Analyse d’un haïku vidéo
Les eaux endormies…
réalisé par des élèves de seconde de l’École alsacienne de l’option cinéma audiovisuel 2011-2012
Les eaux endormies…
Fleur Gonzalez et Louise Molinier (durée totale hors générique : 45 s
La composition de l’image applique la règle des trois tiers : l’horizon est situé au tiers supérieur de l’image, donnant une place prépondérante à l’étang ; le pilier vertical de la balustrade est aligné sur la ligne de force de droite ; son sommet est placé sur un des points forts à droite et en bas de l’écran ; le reste des éléments de la balustrade est constitué d’obliques qui, tout en convergeant vers ce point fort, viennent perturber le calme de l’image et dynamiser cette composition. De ce fait, la balustrade ne peut échapper au regard du spectateur : pourquoi cet élément, construit de la main de l’homme, dans cette image consacrée aux éléments de la nature que sont l’eau, la terre et le ciel ? Il vient comme signifier que l’homme doit se protéger, de l’eau de cet étang et, peut-être, de ce ciel menaçant.
Le deuxième plan (18 s) resserre le cadre sur l’eau de l’étang et uniquement cela ; le ciel, la rive, la balustrade ont disparu. Un cygne entre presque immédiatement dans le cadre, par la gauche ; son arrivée survient sur quelques notes de piano, bientôt accompagné d’une flûte ; la musique est très douce, délicate, fraîche et incline à la nostalgie ; l’ambiance sonore précédente se poursuit, assurant la continuité de l’action ; le cygne traverse l’écran selon une trajectoire fluide, strictement horizontale, et sort de l’écran par la droite ; le plan reste vide quelques secondes de plus.
D’autre part, les élèves voulaient cadrer l’eau de l’étang et uniquement l’eau ; elles ne nous ont pas dit pourquoi, mais, de ce fait, elles ont dû cadrer le cygne en le plaçant très haut dans l’image, sinon la rive opposée serait apparue ; ainsi, alors qu’une composition classique aurait voulu que la trajectoire du cygne se place selon une ligne horizontale placée au tiers haut de l’image, on voit que la tête du cygne est presque « bord cadre ». L’eau qui emplit l’écran, qui n’offre aucune échappatoire, et cette position du cygne créent une impression d’étouffement ; le cadre est une prison, une sorte d’aquarium, et rien ne permet d’espérer échapper à cet univers. Toutefois la musique semble contredire cette impression ou tout au moins en diminuer l’impact.

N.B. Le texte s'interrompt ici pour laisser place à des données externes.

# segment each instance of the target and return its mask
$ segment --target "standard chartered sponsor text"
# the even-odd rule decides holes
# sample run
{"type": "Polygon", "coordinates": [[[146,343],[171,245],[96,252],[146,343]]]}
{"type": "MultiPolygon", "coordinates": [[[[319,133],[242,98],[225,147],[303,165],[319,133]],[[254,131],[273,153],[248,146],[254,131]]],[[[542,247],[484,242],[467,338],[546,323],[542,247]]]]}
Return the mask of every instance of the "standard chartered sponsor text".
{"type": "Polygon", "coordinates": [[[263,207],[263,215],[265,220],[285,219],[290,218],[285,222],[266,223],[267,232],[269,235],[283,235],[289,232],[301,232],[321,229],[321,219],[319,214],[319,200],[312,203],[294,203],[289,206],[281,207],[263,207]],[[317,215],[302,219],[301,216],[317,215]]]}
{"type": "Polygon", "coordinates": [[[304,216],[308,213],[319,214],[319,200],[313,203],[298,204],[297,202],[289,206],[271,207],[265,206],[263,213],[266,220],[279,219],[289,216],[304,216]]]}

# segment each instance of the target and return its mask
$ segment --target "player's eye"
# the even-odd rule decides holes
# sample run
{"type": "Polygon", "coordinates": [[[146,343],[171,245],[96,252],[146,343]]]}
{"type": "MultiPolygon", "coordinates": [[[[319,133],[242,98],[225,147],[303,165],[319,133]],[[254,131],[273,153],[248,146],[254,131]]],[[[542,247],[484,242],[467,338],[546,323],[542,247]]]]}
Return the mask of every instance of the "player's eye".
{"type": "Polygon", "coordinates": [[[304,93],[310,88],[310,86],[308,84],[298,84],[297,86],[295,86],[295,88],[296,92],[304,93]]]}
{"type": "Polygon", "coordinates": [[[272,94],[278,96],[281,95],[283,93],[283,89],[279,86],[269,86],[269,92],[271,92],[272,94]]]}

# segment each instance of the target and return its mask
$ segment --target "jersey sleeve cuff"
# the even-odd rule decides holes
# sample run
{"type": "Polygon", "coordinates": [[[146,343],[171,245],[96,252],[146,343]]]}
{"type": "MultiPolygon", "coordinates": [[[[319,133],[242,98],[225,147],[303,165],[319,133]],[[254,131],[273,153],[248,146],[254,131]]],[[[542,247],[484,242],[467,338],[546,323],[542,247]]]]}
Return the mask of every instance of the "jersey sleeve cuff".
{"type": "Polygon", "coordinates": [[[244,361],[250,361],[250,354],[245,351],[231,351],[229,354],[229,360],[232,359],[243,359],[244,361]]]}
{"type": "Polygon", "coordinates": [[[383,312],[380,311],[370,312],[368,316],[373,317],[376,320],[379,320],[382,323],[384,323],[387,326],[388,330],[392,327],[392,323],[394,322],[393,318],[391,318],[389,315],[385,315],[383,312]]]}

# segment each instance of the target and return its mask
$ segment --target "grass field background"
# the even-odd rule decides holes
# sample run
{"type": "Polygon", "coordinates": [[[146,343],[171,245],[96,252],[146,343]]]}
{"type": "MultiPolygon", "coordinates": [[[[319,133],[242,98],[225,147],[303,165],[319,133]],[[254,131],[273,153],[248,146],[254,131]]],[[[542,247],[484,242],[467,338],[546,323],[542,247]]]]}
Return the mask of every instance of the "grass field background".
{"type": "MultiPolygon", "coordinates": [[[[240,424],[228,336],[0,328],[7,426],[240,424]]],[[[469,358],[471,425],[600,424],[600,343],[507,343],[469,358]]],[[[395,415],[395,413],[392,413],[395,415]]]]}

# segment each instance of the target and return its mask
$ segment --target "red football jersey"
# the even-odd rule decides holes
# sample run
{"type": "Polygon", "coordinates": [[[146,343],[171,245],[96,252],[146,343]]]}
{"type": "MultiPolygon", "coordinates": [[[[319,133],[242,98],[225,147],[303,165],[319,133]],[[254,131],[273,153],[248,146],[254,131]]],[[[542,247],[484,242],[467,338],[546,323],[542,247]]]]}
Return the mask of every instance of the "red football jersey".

Le troisième et dernier plan (8s) montre une plume blanche flottant sur l’eau agitée par le vent et retenue par quelques joncs ; les verticales formées par ces joncs forment des barreaux qui viennent arrêter la course horizontale de la plume ; celle-ci est placée sur l’un des points forts de l’image (en bas à droite). Le blanc de la plume se détache nettement du gris-bleu de l’eau et du vert de la végétation. La musique est à nouveau en suspens et l’ambiance sonore se poursuit. Ce plan a un fort impact puisqu’il vient conclure dramatiquement le film.
Les eaux endormies,Que fend le plumage blanc,Cachent l’ennemi.
- Un carton noir est introduit entre le deuxième et le troisième plan ;
- Un coup de feu retentit sur ce carton noir et interrompt l’ambiance sonore et la musique ;
- Une autre musique (guitare et batterie) accompagne le troisième plan et le carton du haïku.
On constate que l’introduction du coup de feu change complètement la nature du film qui, de dramatique, devient comique. En effet, ce coup de feu est tout à fait incongru car le cygne n’est pas un oiseau que l’on chasse. L’extrapolation vers l’allégorie suscitée par le premier montage est ici interdite : on ne parle que d’un cygne, un oiseau, dont le prédateur est l’homme, ce qui, d’ailleurs, vient contredire le premier plan où la nature semblait constituer un danger pour l’homme. L’extrait musical qui survient sur le troisième plan est beaucoup plus convenu ; aucune ligne mélodique ne s’en dégage et l’aspect répétitif des accords de guitare contribue à désamorcer toute dramatisation.